Report says Kentucky laws could put installment loan borrowers at risk

New research reveals Kentucky law puts those who take out installment loans at risk. The Pew Charitable Trust is calling for more protection and transparency for borrowers. This type of loan has not been studied as much as payday loans so far.

Kentucky payday lenders can charge average interest rates of 469%, and while installment loans cost less, they come with other risky features. The study shows that origination fees and expensive credit insurance drive up the cost of installment loans.

Alex Horowitz is a senior consumer finance executive with the Pew Charitable Trust. He said Kentucky should move away from payday loans while improving regulation of installment loans. Horowitz used Ohio as an example of a state that has reduced risk for subprime borrowers or people with low credit scores.

“Ohio recently changed its state law to reform payday loans and make them operate as installment loans where borrowers repay in affordable installments.
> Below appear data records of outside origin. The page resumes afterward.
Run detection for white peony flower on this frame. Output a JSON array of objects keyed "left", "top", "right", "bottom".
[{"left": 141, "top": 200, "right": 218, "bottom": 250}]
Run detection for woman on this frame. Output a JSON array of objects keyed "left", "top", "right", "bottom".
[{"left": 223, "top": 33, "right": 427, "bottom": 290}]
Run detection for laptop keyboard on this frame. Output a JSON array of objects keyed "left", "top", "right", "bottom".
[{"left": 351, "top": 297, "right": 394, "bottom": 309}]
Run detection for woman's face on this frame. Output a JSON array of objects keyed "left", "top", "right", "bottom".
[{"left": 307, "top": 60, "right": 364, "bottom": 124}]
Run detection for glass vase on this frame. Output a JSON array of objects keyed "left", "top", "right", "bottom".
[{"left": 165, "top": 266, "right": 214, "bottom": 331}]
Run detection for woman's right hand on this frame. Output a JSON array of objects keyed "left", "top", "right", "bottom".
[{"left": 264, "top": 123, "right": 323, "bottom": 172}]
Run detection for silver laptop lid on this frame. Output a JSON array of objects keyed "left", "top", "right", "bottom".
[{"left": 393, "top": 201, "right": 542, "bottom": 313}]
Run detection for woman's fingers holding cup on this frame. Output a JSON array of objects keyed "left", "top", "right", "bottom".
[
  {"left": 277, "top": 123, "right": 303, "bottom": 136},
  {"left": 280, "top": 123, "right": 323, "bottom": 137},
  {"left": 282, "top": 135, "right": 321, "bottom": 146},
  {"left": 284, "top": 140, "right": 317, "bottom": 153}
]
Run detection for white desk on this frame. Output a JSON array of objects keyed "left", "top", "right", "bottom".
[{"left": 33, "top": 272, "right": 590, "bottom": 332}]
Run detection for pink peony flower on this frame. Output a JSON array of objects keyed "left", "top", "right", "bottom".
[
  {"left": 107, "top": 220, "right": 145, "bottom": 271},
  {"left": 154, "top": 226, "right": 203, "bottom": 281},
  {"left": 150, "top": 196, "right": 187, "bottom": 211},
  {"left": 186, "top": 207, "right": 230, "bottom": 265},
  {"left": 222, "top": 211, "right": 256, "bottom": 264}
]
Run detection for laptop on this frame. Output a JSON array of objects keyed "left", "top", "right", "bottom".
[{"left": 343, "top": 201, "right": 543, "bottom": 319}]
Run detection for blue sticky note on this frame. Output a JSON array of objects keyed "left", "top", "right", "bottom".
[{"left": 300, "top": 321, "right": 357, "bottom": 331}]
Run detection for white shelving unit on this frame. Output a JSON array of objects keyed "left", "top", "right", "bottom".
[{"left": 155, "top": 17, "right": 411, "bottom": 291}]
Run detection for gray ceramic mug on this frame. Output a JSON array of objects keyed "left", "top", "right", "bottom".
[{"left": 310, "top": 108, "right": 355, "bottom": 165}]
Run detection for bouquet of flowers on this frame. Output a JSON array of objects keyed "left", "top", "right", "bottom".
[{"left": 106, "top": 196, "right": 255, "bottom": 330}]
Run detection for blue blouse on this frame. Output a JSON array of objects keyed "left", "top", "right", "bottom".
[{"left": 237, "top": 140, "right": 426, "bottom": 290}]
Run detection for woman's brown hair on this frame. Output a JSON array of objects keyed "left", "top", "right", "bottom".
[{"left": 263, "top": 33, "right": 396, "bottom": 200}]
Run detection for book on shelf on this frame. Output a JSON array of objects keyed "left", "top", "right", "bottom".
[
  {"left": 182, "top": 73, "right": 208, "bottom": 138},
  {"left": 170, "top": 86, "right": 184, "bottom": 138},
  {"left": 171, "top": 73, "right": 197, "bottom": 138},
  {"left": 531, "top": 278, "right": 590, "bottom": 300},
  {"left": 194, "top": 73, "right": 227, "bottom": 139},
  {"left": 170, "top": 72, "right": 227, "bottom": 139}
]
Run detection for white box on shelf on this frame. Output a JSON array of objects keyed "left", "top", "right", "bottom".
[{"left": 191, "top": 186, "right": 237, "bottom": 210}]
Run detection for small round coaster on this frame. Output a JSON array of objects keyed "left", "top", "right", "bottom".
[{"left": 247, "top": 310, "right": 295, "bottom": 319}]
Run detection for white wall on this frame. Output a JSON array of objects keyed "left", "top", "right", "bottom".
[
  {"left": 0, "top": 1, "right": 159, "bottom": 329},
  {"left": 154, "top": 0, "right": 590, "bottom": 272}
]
Kentucky hasn’t done that yet,” he said.

Horowitz said if payday loans were to exist, they needed collateral. He said payday lenders got special treatment in Kentucky and don’t have to meet state interest level limits. Horowitz said there isn’t much research on installment loans, but about 10 million Americans use these loans each year. Pew found that two-thirds of all installment loans are refinances of existing loans.